百合子はソ連旅行の見聞記である「ソヴェト・ロシアの素顔」(1931年)の中で、「優生学、ユーゼニックスは非常に社会的問題として注意深く扱われている。第一ソヴェトは昔から肺病の率が非常に多い。それから性病患者も勿論あって、そういうものに対して優生学から子供を、次の時代を改善して行くということは非常に熱心にやっている」と書いている。
また百合子は「私は、変質者、中毒患者、悪疾な病人等の断種は、実際から見て、この世の悲劇を減らす役に立つと信じる一人である」(「花のたより」1935年)とも宣言するほど優生思想に染まっていた。
いまでこそ共産党は「優生思想はナチスから始まった」と喧伝しているが、これも大間違いだ。優生思想や優生学は元々、イギリス社会主義と進化論を結びつけた社会ダーウィニズムが端緒で、これがアメリカに渡った後、世界中に急速に広がった。ドイツでもナチス政権以前にすでに広がっており、ナチスはこれを利用したということになる。そして百合子の評論にもあるとおりソ連においても優生学が大いに推進された。断種による人類改造の思想は全体主義や社会主義との親和性があったのだ。
宮本百合子を絶賛する志位氏
志位氏は百合子について「戦争非協力を貫き検挙、投獄、執筆禁止など絶えず迫害を受けながら日本共産党に所属する人民的作家として苦闘した」(2022年9月17日「党創立100周年記念講演会」)などと今でも大絶賛し、現代の共産党員たちの精神的支柱にしようとさえしている。しかし現実をみれば、優生思想を社会をおおもとから変える最新の「科学」として取り入れ、共産党内に広げたのは百合子によるところが大きい。
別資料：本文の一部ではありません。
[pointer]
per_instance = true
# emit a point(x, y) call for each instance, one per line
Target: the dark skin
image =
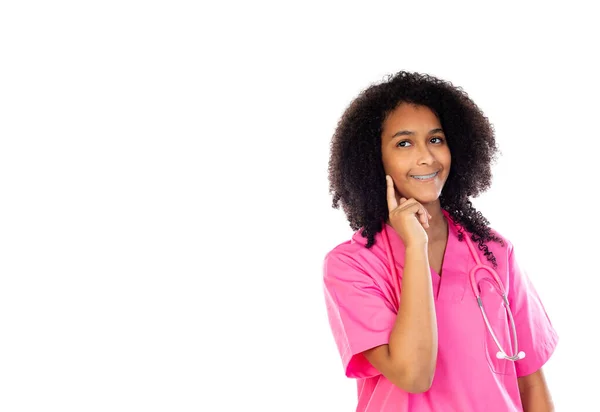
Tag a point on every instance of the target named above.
point(413, 145)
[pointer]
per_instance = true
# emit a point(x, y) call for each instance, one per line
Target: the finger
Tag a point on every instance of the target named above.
point(423, 217)
point(391, 194)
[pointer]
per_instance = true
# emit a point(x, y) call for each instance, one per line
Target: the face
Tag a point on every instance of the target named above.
point(415, 153)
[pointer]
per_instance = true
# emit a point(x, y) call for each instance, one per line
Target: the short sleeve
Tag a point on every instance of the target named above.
point(535, 333)
point(360, 315)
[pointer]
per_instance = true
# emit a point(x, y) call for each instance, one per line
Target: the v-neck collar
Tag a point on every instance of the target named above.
point(450, 287)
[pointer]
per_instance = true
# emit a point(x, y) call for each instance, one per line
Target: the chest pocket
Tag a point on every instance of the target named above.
point(499, 321)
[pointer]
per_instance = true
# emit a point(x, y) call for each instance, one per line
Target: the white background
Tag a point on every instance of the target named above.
point(164, 206)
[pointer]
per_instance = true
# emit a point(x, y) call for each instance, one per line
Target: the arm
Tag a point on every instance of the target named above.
point(535, 395)
point(409, 359)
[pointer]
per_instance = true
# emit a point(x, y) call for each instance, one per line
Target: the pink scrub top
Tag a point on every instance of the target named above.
point(361, 308)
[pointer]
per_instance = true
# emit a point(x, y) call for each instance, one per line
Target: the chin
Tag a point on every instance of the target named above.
point(427, 199)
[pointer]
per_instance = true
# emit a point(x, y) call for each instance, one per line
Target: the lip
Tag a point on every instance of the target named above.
point(426, 180)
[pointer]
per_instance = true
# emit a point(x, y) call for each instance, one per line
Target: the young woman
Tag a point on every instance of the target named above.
point(427, 304)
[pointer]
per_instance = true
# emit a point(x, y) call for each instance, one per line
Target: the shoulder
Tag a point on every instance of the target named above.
point(352, 259)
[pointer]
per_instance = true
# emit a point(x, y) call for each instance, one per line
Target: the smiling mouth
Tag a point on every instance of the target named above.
point(425, 177)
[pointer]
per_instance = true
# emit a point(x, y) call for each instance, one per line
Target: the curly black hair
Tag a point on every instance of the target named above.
point(356, 173)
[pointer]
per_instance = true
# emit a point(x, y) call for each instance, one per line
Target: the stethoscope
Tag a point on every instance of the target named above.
point(496, 283)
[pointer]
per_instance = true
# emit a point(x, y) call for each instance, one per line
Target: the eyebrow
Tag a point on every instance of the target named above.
point(410, 133)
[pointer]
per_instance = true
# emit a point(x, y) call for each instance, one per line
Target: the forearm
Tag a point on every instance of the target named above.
point(535, 397)
point(413, 340)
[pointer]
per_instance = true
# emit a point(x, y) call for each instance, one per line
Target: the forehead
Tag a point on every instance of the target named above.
point(411, 116)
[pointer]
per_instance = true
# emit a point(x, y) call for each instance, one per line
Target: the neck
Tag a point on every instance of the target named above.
point(438, 226)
『百年』史は、こうした歴史的経緯をまったく無視したまま「重大な誤りをおかしました」とだけ書いたが、これでは何の反省にもならない。
『日本共産党の百年』は、今年(2023年)10月に単行本として書籍化されるそうだ。議事録を読み間違えたまま本にすれば、恥の上塗りになるだけだ。それだけではない。歴史の事実を塗りつぶした党史を出版すれば、党そのものが消滅した後も、日本の政治史の汚点として永久に残されることになる。